New publication! Experimental Directory Structure (Exdir): An Alternative to HDF5 Without Introducing a New File Format
In this paper the authors propose a standardized storage solution for the wide range of data formats developed by different research groups and commercial companies.
An alternative storage solution that improves on certain drawbacks of Hierarchical Data Format 5 (HDF5) is to use directories in the file system to define a hierarchy, and store data in binary files, and metadata in text files. While this strategy can be deployed in various ways by research groups, no common standard for such a storage solution exists. Experimental Directory Structure (Exdir) is a proposal to standardize this storage solution. We envision the establishment of such a standard and present Exdir to the community as a starting point.
Title: Experimental Directory Structure (Exdir): An Alternative to HDF5 Without Introducing a New File Format
Authors: Svenn-Arne Dragley, Milad Hobbi Mobarhan, Mikkel E. Lepperød, Simen Tennøe, Marianne Fyhn, Torkel Hafting and Anders Malthe-Sørenssen.
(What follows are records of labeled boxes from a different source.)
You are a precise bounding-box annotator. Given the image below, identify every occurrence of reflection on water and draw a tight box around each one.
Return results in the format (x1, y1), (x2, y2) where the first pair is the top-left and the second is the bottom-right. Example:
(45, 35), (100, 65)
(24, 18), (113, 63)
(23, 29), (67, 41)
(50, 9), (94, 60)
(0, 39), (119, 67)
Journal: Front. Neuroinform., 13 April 2018
Abstract: Natural sciences generate an increasing amount of data in a wide range of formats developed by different research groups and commercial companies. At the same time there is a growing desire to share data along with publications in order to enable reproducible research. Open formats have publicly available specifications which facilitate data sharing and reproducible research. Hierarchical Data Format 5 (HDF5) is a popular open format widely used in neuroscience, often as a foundation for other, more specialized formats. However, drawbacks related to HDF5's complex specification have initiated a discussion for an improved replacement. We propose a novel alternative, the Experimental Directory Structure (Exdir), an open specification for data storage in experimental pipelines which amends drawbacks associated with HDF5 while retaining its advantages. HDF5 stores data and metadata in a hierarchy within a complex binary file which, among other things, is not human-readable, not optimal for version control systems, and lacks support for easy access to raw data from external applications. Exdir, on the other hand, uses file system directories to represent the hierarchy, with metadata stored in human-readable YAML files, datasets stored in binary NumPy files, and raw data stored directly in subdirectories. Furthermore, storing data in multiple files makes it easier to track for version control systems. Exdir is not a file format in itself, but a specification for organizing files in a directory structure. Exdir uses the same abstractions as HDF5 and is compatible with the HDF5 Abstract Data Model. Several research groups are already using data stored in a directory hierarchy as an alternative to HDF5, but no common standard exists. This complicates and limits the opportunity for data sharing and development of common tools for reading, writing, and analyzing data. Exdir facilitates improved data storage, data sharing, reproducible research, and novel insight from interdisciplinary collaboration. With the publication of Exdir, we invite the scientific community to join the development to create an open specification that will serve as many needs as possible and as a foundation for open access to and exchange of data.